Ischinger is no warmonger. His thinking is also bent towards kick-starting peace negotiations and how to shape the circumstances for a resolution to the war which maintains Ukraine’s independence and sovereignty and advances its ambitions to join the European Union. He sees India’s prime minister, Narendra Modi, as someone who can play a key role as an intermediary in a contact group, which would need to include the Europeans, the Chinese, the Saudis, Qataris and Turks.

Ischinger held a meeting with Ukrainian President Volodymyr Zelenskyy earlier this month to discuss a follow-up peace summit to the one held in Switzerland in June. That summit involved a hundred countries and organizations but without Russian or Chinese participation. China refused to attend due to Russia’s absence and instead pitched an alternative peace plan.

Kyiv is planning to arrange a second global peace summit before the end of 2024 and hopes to develop a new joint peace plan based on Zelenskyy’s long-standing 10-point peace proposal.

‘Russians do respect strength’

Ischinger has deep experience in getting warring parties to talk, having been a German negotiator during the Balkans wars, working alongside the likes of America’s Richard Holbrooke in the 1990s. But he doesn’t underplay the importance of negotiating from a position of strength.

“We need to remind ourselves that Russia, because of its history, because of its own experience and because of its cultural behavior, it doesn’t respect concessions or weakness; but Russians do respect strength,” he said.

He argued that Washington and Moscow would have to set the overall framework for any talks. And that isn’t going to happen this side of the November elections in the U.S., he reckoned.

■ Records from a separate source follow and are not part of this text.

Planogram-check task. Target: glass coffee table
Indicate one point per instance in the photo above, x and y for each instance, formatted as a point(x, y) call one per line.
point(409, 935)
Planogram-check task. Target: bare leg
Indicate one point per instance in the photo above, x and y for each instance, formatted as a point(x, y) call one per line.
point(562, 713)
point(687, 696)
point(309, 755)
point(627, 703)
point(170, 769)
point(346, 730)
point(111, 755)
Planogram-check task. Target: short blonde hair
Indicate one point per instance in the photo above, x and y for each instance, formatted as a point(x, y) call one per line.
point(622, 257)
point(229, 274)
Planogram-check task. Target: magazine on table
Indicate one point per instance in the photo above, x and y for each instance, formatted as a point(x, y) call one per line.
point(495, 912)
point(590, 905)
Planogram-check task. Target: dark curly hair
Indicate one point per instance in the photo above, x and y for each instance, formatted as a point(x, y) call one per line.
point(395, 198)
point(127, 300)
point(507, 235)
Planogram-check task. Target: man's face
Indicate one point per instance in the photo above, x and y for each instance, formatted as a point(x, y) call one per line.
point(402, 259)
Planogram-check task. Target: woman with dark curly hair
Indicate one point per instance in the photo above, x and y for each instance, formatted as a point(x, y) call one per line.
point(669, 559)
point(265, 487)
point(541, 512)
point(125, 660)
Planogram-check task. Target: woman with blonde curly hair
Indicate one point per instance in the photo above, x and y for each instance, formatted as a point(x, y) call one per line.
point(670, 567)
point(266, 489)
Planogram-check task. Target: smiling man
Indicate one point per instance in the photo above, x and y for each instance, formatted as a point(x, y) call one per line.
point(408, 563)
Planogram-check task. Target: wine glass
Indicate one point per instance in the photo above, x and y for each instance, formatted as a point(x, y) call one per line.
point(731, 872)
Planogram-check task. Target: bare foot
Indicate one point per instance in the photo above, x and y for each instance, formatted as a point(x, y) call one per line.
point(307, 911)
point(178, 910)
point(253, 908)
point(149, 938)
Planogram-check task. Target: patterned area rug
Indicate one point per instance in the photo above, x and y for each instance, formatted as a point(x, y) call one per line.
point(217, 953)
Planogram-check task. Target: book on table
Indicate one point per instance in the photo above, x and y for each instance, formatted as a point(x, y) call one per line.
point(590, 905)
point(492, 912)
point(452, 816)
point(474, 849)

In the meantime, Ischinger added: “If we want to encourage  movement in that direction in Russian thinking, the right thing to do is to make sure the Ukrainians don’t lose more territory in the Donbas and to help them weather this winter.”

“If there is going to be a process, it will be first sketched out between Moscow and Washington,” he said. He doesn’t believe that Putin and his cronies will want to make arrangements with either German Chancellor Olaf Scholz or French President Emmanuel Macron.

“They regard Europeans as vassals of Washington,” he said.

But he could imagine that, after November, some tentative discussions could start, if there were not already some secret exchanges.

He saw some fundamental questions being examined in any U.S.-Russian conversations to shape a framework. “What about NATO membership for Ukraine? Is that negotiable or non-negotiable? What about territory and borders? How do we deal with those? And what about arms control? Could, at some second or third stage, some arms control talks emerge? But some discussions between Washington and Moscow will be the first step that I think will need to be taken,” Ischinger reckoned.

“What I learned when I was the German negotiator during the Balkan wars, you have to try to start with something that’s really easy, and you go from the very easy to the less easy to the very difficult. The diplomatic textbooks outline that approach but I learned it first hand. In other words, don’t talk about territory at the start. Talk about, for example, the nuclear plant at Zaporizhzhia and making it safe. If it goes up in flames it will kill as many Russians as Ukrainians. You talk about more POW exchanges and food transport in the Black Sea, these are the types of issues you can begin with and progress towards the more difficult questions,” he said.

And that’s where a contact group of intermediaries and facilitators will be needed — with China, Turkey, Saudi Arabia, Qatar and India all playing roles.

How would the U.S. election result change things? “It will make a difference, yes. It will make a difference whether it is [Kamala] Harris or [Donald] Trump. But if the latter, the risk I see is that Trump would think he can do it himself by just calling Vladimir,” he added.